После смерти Мартина всю злость из Пальма вывернуло наизнанку, а вместе со злостью и его силу, потому что они в Пальме водились только в паре. Пальм огляделся и откашлялся.
— Дверца, дверца, откройся, — попросил он по-хорошему и продолжал трясти ее, но дверь была добротная и, несмотря на свой обветшалый вид, не поддавалась тряске. Она будто говорила: Раньше надо было вставать, крепче наддавать, бессильный ты охотник. Пальм начал трясти сильнее и еще сильнее, он тряс эту дверку как тот обезумевший комиссар из «Места преступления» тряс за плечи преступника, который не хотел выдавать, где спрятал жертву похищения, и тут Пальму стало вдруг совсем жарко. — А ну колись, дерьмо собачье, — прохрипел он, потому что его голос давно отвык от крика. — Открывайся немедленно, тварь, говна кусок поганый, — рычал Пальм, — не то я тебя пристрелю. — Замок остался целым, но дверца развалилась на две половины.
Пальм выдохнул и вытер со лба пот рукавом куртки. Он включил фонарь, перешагнул через обломки двери и стал подниматься по лестнице, ведущей внутри башни наверх. Сунув руку в карман, он удостоверился, что самый маленький из его острых ножей был на месте.
Час спустя, когда мы все еще ждали в больнице, по длинному холлу к нам спешил Пальм. И врач тоже двигался в нашу сторону с другого конца коридора. Он не торопился, он шел медленно, чтобы оттянуть тот момент, когда ему придется остановиться перед нами.
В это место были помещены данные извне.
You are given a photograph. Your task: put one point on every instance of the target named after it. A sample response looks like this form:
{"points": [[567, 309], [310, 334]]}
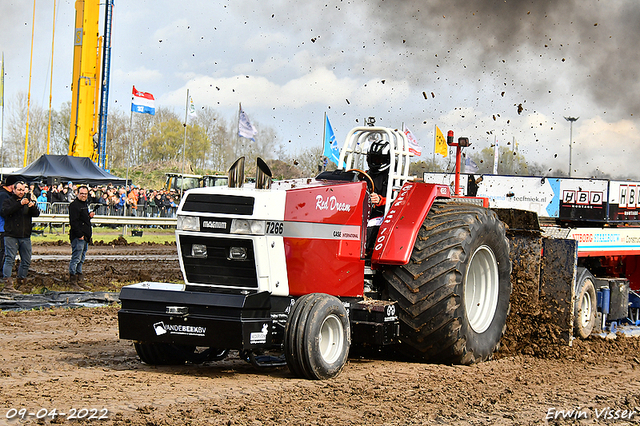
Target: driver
{"points": [[378, 160]]}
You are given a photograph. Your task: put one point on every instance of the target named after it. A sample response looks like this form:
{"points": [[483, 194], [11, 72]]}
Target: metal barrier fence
{"points": [[125, 221], [111, 210]]}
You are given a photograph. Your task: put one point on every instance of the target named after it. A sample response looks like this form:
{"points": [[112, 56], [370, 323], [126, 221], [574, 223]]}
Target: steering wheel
{"points": [[365, 174]]}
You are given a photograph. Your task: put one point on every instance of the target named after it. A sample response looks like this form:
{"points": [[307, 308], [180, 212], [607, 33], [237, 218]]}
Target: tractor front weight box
{"points": [[164, 313]]}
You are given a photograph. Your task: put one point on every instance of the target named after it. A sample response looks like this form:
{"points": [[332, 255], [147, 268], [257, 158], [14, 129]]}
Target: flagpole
{"points": [[238, 126], [53, 36], [435, 141], [26, 138], [324, 140], [129, 147], [2, 128], [184, 143]]}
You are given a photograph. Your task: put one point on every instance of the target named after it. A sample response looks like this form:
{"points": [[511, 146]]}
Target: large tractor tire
{"points": [[317, 337], [585, 305], [453, 295]]}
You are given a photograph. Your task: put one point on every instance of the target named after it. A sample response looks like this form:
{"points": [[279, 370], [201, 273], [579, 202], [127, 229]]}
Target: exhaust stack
{"points": [[263, 175], [236, 174]]}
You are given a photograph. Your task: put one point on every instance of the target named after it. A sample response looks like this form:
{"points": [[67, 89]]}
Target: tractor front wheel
{"points": [[317, 337], [453, 295], [585, 305]]}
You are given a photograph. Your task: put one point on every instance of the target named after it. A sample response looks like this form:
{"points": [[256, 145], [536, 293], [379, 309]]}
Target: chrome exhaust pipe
{"points": [[263, 175], [236, 174]]}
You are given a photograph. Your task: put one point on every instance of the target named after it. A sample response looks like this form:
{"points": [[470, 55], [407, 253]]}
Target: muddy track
{"points": [[72, 359]]}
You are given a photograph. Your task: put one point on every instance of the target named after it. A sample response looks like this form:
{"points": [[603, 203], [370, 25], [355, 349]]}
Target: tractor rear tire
{"points": [[453, 295], [317, 337], [585, 305]]}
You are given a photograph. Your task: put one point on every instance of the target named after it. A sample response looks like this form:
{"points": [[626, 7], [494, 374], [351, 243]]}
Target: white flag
{"points": [[245, 128], [414, 148]]}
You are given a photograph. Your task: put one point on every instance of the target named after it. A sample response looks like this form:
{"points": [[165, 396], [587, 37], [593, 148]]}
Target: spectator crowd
{"points": [[107, 200]]}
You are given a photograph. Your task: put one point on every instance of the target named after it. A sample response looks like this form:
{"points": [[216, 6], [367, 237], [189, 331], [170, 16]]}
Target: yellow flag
{"points": [[441, 143]]}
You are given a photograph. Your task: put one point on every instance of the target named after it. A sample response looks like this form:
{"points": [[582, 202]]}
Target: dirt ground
{"points": [[72, 359]]}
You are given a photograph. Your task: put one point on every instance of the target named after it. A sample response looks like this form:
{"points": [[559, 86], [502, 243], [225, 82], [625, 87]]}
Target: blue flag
{"points": [[470, 166], [331, 150]]}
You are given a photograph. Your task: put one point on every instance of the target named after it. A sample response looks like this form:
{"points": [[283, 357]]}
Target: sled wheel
{"points": [[317, 337], [585, 305], [453, 295], [159, 353]]}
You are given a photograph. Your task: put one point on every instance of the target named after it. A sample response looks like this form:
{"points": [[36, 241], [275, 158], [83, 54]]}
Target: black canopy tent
{"points": [[52, 169]]}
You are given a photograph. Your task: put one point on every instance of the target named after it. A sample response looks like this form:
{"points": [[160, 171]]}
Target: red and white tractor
{"points": [[281, 272]]}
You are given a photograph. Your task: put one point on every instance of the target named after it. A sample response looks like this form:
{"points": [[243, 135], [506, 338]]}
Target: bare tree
{"points": [[16, 130]]}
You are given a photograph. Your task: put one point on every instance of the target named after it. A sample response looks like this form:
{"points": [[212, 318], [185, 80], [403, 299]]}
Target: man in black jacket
{"points": [[17, 211], [80, 235], [5, 192]]}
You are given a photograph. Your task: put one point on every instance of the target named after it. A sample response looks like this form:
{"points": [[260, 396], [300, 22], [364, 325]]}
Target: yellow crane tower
{"points": [[85, 86]]}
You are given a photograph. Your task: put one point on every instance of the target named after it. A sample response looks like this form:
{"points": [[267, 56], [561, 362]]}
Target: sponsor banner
{"points": [[612, 241], [215, 225]]}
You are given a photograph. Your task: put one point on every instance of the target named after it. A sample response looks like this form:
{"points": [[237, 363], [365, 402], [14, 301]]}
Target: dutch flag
{"points": [[143, 102]]}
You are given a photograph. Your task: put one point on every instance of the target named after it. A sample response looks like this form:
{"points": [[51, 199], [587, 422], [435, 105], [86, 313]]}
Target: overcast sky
{"points": [[464, 65]]}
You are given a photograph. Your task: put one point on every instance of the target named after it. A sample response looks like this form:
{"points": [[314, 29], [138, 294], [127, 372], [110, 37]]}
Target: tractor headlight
{"points": [[199, 250], [248, 226], [188, 223]]}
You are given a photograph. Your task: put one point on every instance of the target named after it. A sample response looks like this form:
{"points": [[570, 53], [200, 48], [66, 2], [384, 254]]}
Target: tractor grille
{"points": [[217, 268], [217, 203]]}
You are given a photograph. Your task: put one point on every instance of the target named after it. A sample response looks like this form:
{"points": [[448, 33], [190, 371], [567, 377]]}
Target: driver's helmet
{"points": [[379, 156]]}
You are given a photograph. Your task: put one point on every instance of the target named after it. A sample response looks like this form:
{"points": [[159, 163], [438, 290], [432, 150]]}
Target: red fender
{"points": [[400, 227]]}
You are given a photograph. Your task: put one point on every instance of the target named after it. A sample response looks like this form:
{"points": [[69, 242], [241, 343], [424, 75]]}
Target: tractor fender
{"points": [[399, 230]]}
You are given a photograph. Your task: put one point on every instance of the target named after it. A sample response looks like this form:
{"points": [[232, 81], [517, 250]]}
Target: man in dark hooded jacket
{"points": [[17, 211], [80, 235]]}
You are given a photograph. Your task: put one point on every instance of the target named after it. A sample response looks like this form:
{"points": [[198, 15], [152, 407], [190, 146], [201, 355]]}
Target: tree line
{"points": [[211, 141], [211, 144]]}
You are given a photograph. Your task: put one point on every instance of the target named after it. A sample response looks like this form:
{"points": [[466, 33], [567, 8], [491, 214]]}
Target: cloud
{"points": [[320, 86], [140, 76]]}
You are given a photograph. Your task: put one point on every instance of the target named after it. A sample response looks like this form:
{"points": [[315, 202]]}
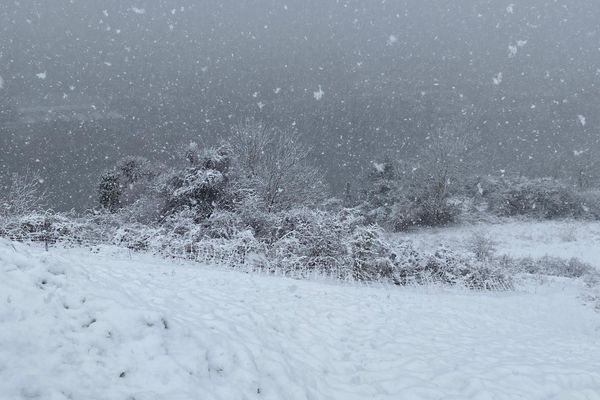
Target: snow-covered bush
{"points": [[449, 268], [481, 245], [540, 198], [21, 195], [273, 164], [371, 255], [551, 266], [308, 240]]}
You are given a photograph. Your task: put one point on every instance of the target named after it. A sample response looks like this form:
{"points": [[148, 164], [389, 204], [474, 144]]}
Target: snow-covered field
{"points": [[564, 239], [109, 325]]}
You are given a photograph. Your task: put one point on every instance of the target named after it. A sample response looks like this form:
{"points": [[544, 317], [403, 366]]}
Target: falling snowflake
{"points": [[392, 39], [521, 43], [318, 95], [379, 167]]}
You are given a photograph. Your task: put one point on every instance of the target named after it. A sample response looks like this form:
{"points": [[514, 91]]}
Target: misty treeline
{"points": [[256, 201]]}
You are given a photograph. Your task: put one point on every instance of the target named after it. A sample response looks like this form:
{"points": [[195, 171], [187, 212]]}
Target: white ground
{"points": [[79, 325]]}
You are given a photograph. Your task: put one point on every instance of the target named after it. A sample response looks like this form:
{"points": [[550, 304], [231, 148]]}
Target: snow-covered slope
{"points": [[81, 325]]}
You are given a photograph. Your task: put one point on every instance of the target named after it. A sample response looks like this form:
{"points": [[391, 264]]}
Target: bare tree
{"points": [[275, 164]]}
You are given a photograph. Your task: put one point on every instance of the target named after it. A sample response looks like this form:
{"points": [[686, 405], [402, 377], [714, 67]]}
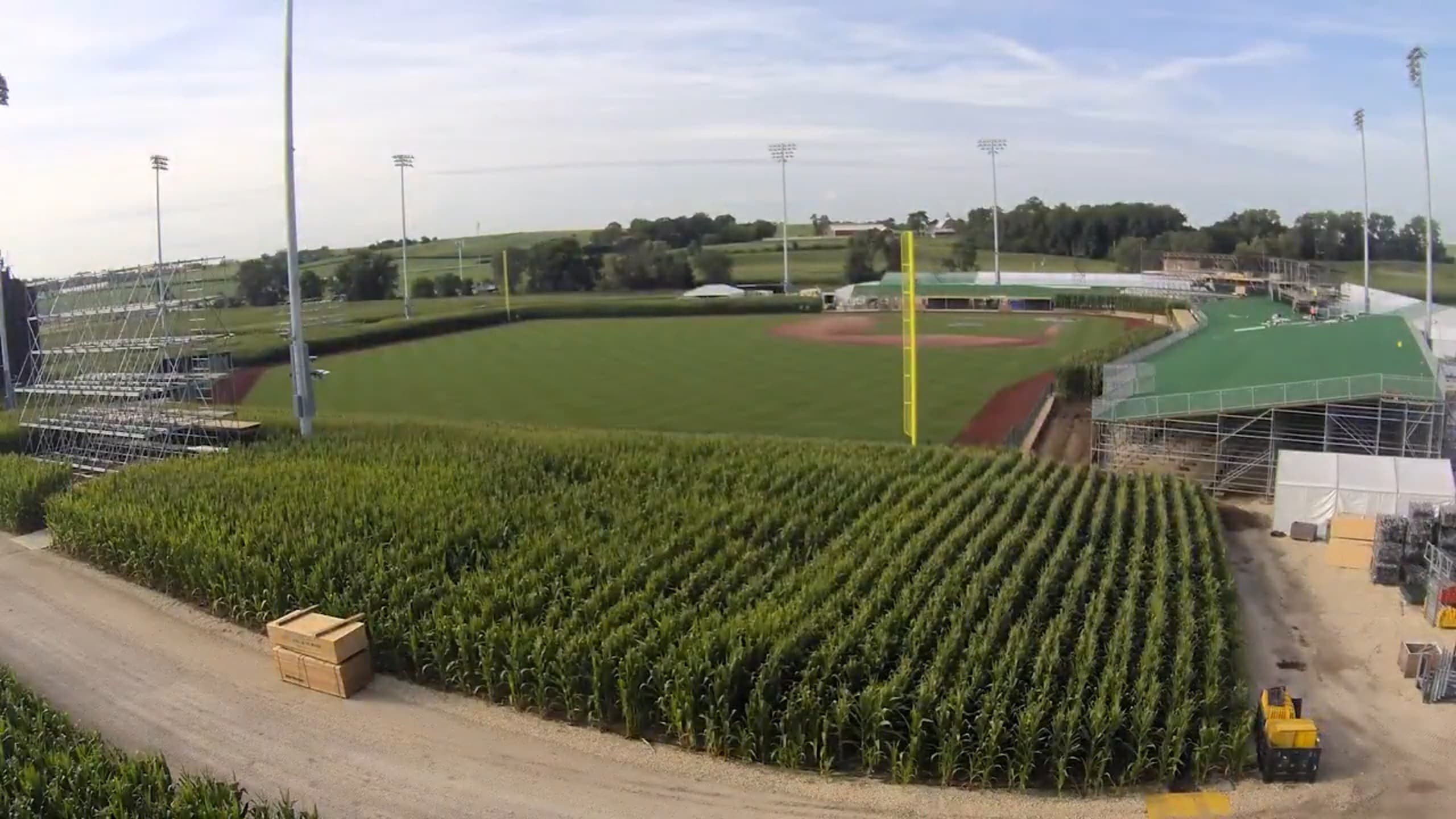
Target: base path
{"points": [[861, 330], [152, 674], [1005, 410]]}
Запыхавшийся Пальм и медливший врач дошли до нас одновременно. Мы с Сельмой и оптиком встали, потому что кто-то невидимый сказал нам: «Встаньте!»
— Она не справилась, — сказал врач.
Сельма обеими руками захлопнула рот, оптик упал обратно на стул и тоже зарылся лицом в ладони, а Пальм разжал кулак, который, как мы теперь увидели, был в крови.
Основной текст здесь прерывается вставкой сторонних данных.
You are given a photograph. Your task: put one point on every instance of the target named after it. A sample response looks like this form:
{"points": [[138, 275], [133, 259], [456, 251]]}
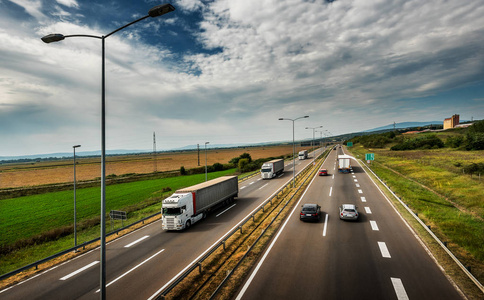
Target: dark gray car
{"points": [[348, 212], [310, 212]]}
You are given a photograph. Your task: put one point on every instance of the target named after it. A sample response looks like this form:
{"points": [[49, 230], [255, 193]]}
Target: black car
{"points": [[310, 212]]}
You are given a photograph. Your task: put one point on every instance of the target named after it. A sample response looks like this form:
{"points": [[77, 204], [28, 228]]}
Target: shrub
{"points": [[475, 141], [454, 141]]}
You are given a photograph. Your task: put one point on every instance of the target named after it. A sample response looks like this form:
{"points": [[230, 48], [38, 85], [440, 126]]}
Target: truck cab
{"points": [[177, 212]]}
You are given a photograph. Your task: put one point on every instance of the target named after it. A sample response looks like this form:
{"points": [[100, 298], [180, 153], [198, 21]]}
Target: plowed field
{"points": [[61, 171]]}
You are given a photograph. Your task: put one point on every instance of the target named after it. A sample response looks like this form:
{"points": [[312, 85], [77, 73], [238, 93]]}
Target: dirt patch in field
{"points": [[38, 173]]}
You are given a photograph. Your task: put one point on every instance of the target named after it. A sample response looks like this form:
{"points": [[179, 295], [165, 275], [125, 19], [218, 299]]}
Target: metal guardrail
{"points": [[415, 216], [249, 217]]}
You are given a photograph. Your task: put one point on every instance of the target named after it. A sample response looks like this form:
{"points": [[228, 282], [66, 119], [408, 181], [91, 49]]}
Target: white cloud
{"points": [[68, 3], [347, 64]]}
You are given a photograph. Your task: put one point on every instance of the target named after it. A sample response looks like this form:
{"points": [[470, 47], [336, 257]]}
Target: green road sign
{"points": [[370, 156]]}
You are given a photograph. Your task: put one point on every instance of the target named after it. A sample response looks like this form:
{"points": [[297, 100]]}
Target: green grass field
{"points": [[444, 198], [24, 217]]}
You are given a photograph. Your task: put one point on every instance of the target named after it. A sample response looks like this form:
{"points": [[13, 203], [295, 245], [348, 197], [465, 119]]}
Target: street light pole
{"points": [[206, 160], [313, 128], [293, 149], [156, 11], [75, 218]]}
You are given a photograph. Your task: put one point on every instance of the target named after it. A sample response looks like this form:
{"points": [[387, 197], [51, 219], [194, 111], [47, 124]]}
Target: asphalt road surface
{"points": [[377, 257], [141, 264]]}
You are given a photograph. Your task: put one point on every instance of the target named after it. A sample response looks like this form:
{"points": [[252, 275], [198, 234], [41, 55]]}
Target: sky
{"points": [[225, 71]]}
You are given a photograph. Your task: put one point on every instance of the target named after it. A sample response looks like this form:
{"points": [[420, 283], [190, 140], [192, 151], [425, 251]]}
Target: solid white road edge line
{"points": [[137, 241], [248, 282], [80, 270], [139, 265], [384, 250], [225, 210], [399, 289], [325, 225]]}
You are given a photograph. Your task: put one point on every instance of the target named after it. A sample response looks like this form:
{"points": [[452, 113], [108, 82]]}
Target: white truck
{"points": [[189, 205], [344, 163], [272, 168], [303, 154]]}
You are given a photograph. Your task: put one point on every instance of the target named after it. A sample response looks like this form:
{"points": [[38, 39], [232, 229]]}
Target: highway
{"points": [[377, 257], [140, 264]]}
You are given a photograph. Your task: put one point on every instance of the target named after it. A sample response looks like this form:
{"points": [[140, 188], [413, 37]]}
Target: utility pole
{"points": [[154, 153]]}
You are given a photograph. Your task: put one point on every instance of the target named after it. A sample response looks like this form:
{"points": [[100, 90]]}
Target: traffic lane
{"points": [[203, 235], [351, 258], [409, 259], [304, 264], [115, 265], [288, 269]]}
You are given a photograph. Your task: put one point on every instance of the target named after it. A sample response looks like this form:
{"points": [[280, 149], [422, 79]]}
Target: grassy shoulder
{"points": [[449, 202]]}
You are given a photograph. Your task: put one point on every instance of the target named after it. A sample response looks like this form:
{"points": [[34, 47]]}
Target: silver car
{"points": [[348, 212]]}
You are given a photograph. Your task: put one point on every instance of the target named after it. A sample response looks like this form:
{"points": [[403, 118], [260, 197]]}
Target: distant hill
{"points": [[403, 125]]}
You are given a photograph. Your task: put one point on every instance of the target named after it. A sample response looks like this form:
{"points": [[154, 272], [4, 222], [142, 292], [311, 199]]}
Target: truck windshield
{"points": [[171, 211]]}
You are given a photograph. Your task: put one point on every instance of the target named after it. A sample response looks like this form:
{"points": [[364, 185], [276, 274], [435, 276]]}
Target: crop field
{"points": [[24, 217], [88, 168]]}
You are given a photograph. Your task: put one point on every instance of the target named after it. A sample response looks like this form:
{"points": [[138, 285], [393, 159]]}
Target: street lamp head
{"points": [[160, 10], [54, 37]]}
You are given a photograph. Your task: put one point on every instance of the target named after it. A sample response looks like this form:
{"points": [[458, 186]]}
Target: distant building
{"points": [[451, 122]]}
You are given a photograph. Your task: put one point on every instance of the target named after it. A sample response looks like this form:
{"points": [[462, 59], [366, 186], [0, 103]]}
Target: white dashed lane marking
{"points": [[384, 250]]}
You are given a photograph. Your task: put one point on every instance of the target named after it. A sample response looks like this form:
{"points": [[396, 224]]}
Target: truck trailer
{"points": [[191, 204], [344, 163], [303, 154], [272, 168]]}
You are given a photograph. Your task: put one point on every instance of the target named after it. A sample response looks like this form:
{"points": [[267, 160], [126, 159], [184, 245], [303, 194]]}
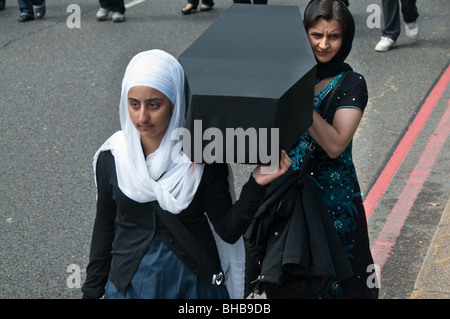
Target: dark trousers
{"points": [[248, 1], [391, 15], [205, 2], [114, 5]]}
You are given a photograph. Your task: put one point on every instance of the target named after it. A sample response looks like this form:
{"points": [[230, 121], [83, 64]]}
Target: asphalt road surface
{"points": [[59, 93]]}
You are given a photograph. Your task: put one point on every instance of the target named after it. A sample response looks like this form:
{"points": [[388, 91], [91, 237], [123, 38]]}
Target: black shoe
{"points": [[40, 12], [25, 18]]}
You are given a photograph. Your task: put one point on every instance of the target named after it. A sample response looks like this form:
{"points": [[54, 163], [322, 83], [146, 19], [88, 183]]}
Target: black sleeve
{"points": [[229, 221], [103, 233]]}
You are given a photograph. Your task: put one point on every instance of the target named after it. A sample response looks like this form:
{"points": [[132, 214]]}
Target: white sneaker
{"points": [[412, 30], [118, 17], [384, 45], [102, 14]]}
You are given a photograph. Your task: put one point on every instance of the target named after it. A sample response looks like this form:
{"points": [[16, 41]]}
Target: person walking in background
{"points": [[116, 6], [392, 25], [192, 5], [31, 8]]}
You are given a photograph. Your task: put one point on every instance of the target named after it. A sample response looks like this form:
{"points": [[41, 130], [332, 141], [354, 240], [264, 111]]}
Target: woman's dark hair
{"points": [[327, 10]]}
Из его ладони выпал на линолеум кусочек плоти. Он выпал прямо под ноги врача, и тот издал какой-то странный звук, похожий на писк.
— Что это, прости Господи, — воскликнул врач, да и откуда ему было знать, да и кто бы вообще мог опознать по виду сердце летучей мыши.
На похоронах Эльсбет шел дождь. Он лил так же, как в тот день, когда у меня был Фредерик, все раскрытые черные зонты вокруг могилы Эльсбет выглядели бы, если смотреть далеко сверху, как одна огромная чернильная клякса.
Рука Сельмы лежала в моей ладони, плечи ее дрожали, она всхлипывала.
— Эльсбет однажды мне говорила, что для покойника хорошо, когда его гроб омоет дождем, — шепнула я Сельме на ухо.
Сельма посмотрела на меня, лицо у нее было мокрое и опухшее.
— Но не такой же сильный, — сказала она.
Дождь барабанил по орнаменту на крышке гроба. Сельма настояла на богато украшенном гробе, потому что Эльсбет ведь и в жизни всегда любила богато себя украшать. Когда похоронщик назвал цену за гроб, оптик спросил, нельзя ли обойтись немного дешевле, и похоронщик торжественно объявил, что при покупке гроба нельзя торговаться, иначе покойный не обретет себе покоя.
— Это я слышал от самой Эльсбет, — добавил он.
Дом Эльсбет, если разобраться, давно уже не принадлежал ей, а перешел в собственность банка в райцентре, и теперь, после ее смерти, дом должен был как можно скорее забыть о прежней хозяйке.
Мой отец тоже помогал освобождать дом от вещей. Он как раз вернулся из какой-то пустыни, чтобы вскоре отправиться в следующую. Аляска мешала работам, постоянно прыгая вокруг отца, нагруженного коробками, и он то и дело спотыкался.
Укладывая вещи, я нашла фотоальбомы, там были снимки Эльсбет, Генриха и Сельмы, молодых и черно-белых. Я знала эти снимки наизусть, Эльсбет часто показывала их нам с Мартином. На одном фото были Сельма и Генрих, они показывали на то место — еще пустое, — где должен был позже появиться наш дом. И всякий раз у меня и у Мартина в голове не укладывалось, что Эльсбет и Сельма были когда-то такими юными, что мой дед когда-то жил-был на свете, а нашего дома тогда еще на свете не было.